La Dialectique Transcendantale : Critique de la Métaphysique
La Dialectique transcendantale examine l'usage de la raison lorsqu'elle tente d'aller au-delà des limites de l'expérience et des catégories. La raison a tendance à concevoir une synthèse inconditionnelle spéculative. Kant se demande si la métaphysique est une science, c'est-à-dire si les jugements synthétiques a priori sont possibles en métaphysique.
Les trois idées spéculatives les plus générales de la métaphysique sont :
- L'Âme (synthèse inconditionnelle de toute l'expérience intérieure).
 - L'Univers (synthèse inconditionnelle de toute l'expérience externe).
 - Dieu (synthèse inconditionnelle de toutes les expériences internes et externes).
 
Kant consacre une critique à chacune de ces idées :
Critique de la Psychologie Rationnelle (L'Âme)
La critique de l'idée métaphysique de l'Âme révèle des paralogismes (erreurs de raisonnement). C'est un argument fallacieux qui utilise la catégorie de substance et d'accident au-delà de l'expérience, en se référant à une synthèse de l'expérience intérieure du temps.

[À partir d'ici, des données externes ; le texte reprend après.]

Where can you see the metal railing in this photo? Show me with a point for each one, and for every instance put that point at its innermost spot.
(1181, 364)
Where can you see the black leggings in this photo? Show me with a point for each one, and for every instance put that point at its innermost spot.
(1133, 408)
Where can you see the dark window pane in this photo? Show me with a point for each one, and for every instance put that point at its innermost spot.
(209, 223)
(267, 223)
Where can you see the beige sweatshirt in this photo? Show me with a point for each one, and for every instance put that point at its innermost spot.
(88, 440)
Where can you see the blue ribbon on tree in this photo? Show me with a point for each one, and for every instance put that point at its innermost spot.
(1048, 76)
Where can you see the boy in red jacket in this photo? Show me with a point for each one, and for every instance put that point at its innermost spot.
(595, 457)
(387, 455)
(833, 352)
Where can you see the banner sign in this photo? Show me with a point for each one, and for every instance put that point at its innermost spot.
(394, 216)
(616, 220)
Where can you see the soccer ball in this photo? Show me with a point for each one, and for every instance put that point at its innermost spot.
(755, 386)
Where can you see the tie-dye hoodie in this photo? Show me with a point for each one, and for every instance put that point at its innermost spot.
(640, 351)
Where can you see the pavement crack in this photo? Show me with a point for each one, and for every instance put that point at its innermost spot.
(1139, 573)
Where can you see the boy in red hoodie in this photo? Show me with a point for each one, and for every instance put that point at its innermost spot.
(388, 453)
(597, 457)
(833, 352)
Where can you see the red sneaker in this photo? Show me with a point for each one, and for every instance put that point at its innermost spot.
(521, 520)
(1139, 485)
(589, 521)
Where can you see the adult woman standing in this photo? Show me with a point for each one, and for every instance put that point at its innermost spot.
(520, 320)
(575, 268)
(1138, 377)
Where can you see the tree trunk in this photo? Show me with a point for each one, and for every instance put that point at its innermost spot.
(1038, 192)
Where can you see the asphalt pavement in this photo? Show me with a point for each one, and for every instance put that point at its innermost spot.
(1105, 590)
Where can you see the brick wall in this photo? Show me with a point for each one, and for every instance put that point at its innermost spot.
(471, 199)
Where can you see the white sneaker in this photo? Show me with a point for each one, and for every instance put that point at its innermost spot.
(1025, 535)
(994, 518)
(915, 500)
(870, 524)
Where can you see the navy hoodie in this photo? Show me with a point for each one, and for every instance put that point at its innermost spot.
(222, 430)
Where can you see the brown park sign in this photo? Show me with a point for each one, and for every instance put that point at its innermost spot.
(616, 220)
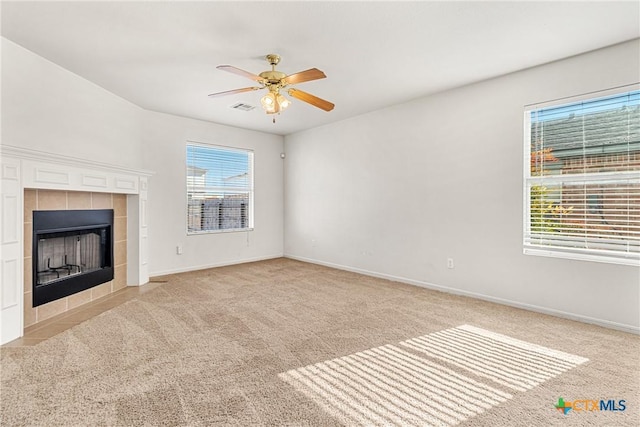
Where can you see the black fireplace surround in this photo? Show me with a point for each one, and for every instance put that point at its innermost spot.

Critique de la Cosmologie Rationnelle (L'Univers)
La critique de l'idée métaphysique de l'Univers révèle des antinomies (contradictions). Lorsque nous faisons des propositions métaphysiques sur l'univers (par exemple, s'il a commencé ou non dans le temps, si la matière est infiniment divisible ou non), des contradictions apparaissent, car une proposition et son contraire peuvent être établies avec la même valeur probante.
Critique de la Théologie Rationnelle (Dieu)
La critique de l'idée métaphysique de Dieu révèle des erreurs d'application des catégories. Les preuves historiques de l'existence de Dieu impliquent un usage abusif des catégories qui ne s'appliquent qu'aux objets donnés dans l'espace et le temps. Par exemple, appliquer la catégorie d'existence ou de causalité à Dieu est un abus de la notion empirique de finalité.
Conclusions de la Dialectique Transcendantale
- Il n'y a pas de jugements synthétiques a priori valides en métaphysique. La métaphysique n'est pas une science, mais une illusion transcendantale.
 - Les catégories ne sont pas applicables en dehors du cadre de l'expérience, c'est-à-dire au-delà de ce qui est donné dans l'espace et le temps. Nous ne pouvons connaître que les phénomènes, et non les choses en soi (les noumènes).
 - La métaphysique peut avoir un usage régulateur : un usage négatif (critère de séparation entre la connaissance scientifique et la non-scientifique) et un usage positif (encourage la recherche scientifique).
 - La métaphysique n'a aucune validité pour l'usage théorique de la raison, mais elle est essentielle pour l'usage pratique, c'est-à-dire l'éthique.